Tematem numer jeden w minionym tygodniu nie były mecze ekstraklasy, nie rozmawiano o trenerach i ich decyzjach, ani nawet o sędziach i ich pomyłkach. Miniony tydzień upłynął pod znakiem dyskusji o formacie ligi, a raczej na wypuszczaniu kontrolowanych przecieków do mediów, że reforma się nie sprawdziła i czas odejść od obowiązującego od trzech sezonów regulaminu, który zakłada 37 kolejek, dzielenie ligi na grupy spadkową i mistrzowską oraz podziału punktów na pół wraz z końcem sezonu zasadniczego.
Wszystkie znaki na niebie i ziemi wskazują, że będą zmiany. Problem w tym, że nikt nie wie co dalej. Głównym założeniem reformy miało być zwiększenie liczby meczów i skrócenie przerwy zimowej. Bardzo jednak trudno będzie przeprowadzić powiększenie ligi do 18 zespołów i w ten sposób zmusić piłkarzy do częstszego grania. Trudno będzie, ponieważ na takie rozwiązanie nie zgodzą się mniejsze kluby, dla których więcej zespołów do podziału pieniędzy z telewizji, oznacza mniejsze wpływy.
W mediach pojawiają się kolejne pomysły – zlikwidować tylko podział punktów, ligę zmniejszyć do dziesięciu zespołów, ale wprowadzić cztery rundy, przejść na system wiosna–jesień. To oczywiście tylko mieszanie herbaty, bez dodawania cukru, bo prawdziwy problem polskiej piłki polega na szkoleniu, a nie formacie rozgrywek.
Skutkiem ubocznym reformy jest, niestety, przeładowanie kalendarza – szczególnie jesienią i szczególnie dla zespołów, które awansowały do fazy grupowej europejskich pucharów. Dla Legii mecz z Podbeskidziem był już 33. spotkaniem w tym sezonie. Barcelona rozegrała w tym czasie 22 mecze, a nie trzeba tłumaczyć różnicy w zasobności kadry między wicemistrzem Polski a mistrzem Hiszpanii.
I Legia właśnie na przemęczoną wyglądała. Do przyjazdu wicemistrzów do Bielska-Białej gospodarze w tym sezonie jeszcze u siebie nie wygrali. Z Legią już po sześciu minutach prowadzili 1:0, po golu Roberta Demjana i błędzie Arkadiusza Malarza w bramce gości.
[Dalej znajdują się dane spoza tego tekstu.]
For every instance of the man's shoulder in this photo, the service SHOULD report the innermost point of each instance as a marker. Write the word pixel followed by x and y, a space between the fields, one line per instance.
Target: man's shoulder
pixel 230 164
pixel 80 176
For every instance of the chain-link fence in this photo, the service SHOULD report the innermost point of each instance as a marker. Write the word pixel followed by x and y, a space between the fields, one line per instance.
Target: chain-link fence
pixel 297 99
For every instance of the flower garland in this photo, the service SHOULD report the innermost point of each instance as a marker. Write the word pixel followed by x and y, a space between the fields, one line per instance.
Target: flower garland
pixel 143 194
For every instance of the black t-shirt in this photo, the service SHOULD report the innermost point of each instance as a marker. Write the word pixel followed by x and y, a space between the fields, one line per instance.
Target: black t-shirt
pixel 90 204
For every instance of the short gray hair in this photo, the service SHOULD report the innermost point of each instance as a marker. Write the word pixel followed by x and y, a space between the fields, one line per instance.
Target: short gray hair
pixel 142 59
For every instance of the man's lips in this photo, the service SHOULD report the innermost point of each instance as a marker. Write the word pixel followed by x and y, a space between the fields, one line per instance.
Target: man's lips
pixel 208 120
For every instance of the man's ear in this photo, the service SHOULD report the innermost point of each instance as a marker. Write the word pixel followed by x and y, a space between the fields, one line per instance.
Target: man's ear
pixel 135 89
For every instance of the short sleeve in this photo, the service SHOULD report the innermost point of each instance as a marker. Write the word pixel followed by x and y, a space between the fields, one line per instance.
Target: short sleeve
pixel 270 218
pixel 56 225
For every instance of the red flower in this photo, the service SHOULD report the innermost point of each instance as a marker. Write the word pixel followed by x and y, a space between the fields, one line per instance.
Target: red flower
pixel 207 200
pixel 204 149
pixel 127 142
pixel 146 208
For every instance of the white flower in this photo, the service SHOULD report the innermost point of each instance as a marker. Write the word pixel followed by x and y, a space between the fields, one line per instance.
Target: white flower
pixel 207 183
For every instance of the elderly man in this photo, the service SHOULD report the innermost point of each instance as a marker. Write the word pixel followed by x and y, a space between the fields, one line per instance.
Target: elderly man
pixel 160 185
Podbeskidzie mądrze się broniło, ale przed końcem pierwszej połowy musiało zacząć wdrażać w życie plan B. Kristian Kolcak w niezbyt groźnej sytuacji trafił wślizgiem w piszczel Guilherme i dostał czerwoną kartkę. Plan B nie polegał jednak na tym, że zawodnicy Podbeskidzia stanęli we własnym polu karnym, tylko próbowali atakować i gdyby Demjan był skuteczniejszy, mógł zdobyć jeszcze jedną bramkę. Drużynie Leszka Ojrzyńskiego nie pomógł też sędzia. 10 minut przed końcem na linii pola karnego Ondrej Duda faulował Mateusza Możdżenia. Powinien być rzut karny i druga żółta kartka dla Słowaka. Skończyło się na rzucie wolnym i pobłażliwości dla zawodnika gości. Gdy jednak cztery minuty przed końcem po akcji Adama Mójty samobójczą bramkę zdobył Igor Lewczuk i zrobiło się 2:1 dla gospodarzy (w 68. minucie wyrównał Nemanja Nikolić) zapachniało sensacją.
Legię od porażki uratował Stojan Vranjes, który wyrównał w czwartej minucie doliczonego czasu. Remis oznacza jednak, że Piast, który w piątek pokonał Ruch 3:0, ma już 10 punktów przewagi nad drużyną Stanisława Czerczesowa.
Równolegle z meczem w Bielsku swoje 33. spotkanie w sezonie rozgrywał Lech Poznań, który pojechał do Gdańska. Jan Urban wciąż pozostaje jedynym niepokonanym szkoleniowcem w tym sezonie ligowym. Lechia nie wykorzystała rzutu karnego, jej piłkarze dwa razy trafiali w poprzeczkę i Lech wygrał 1:0.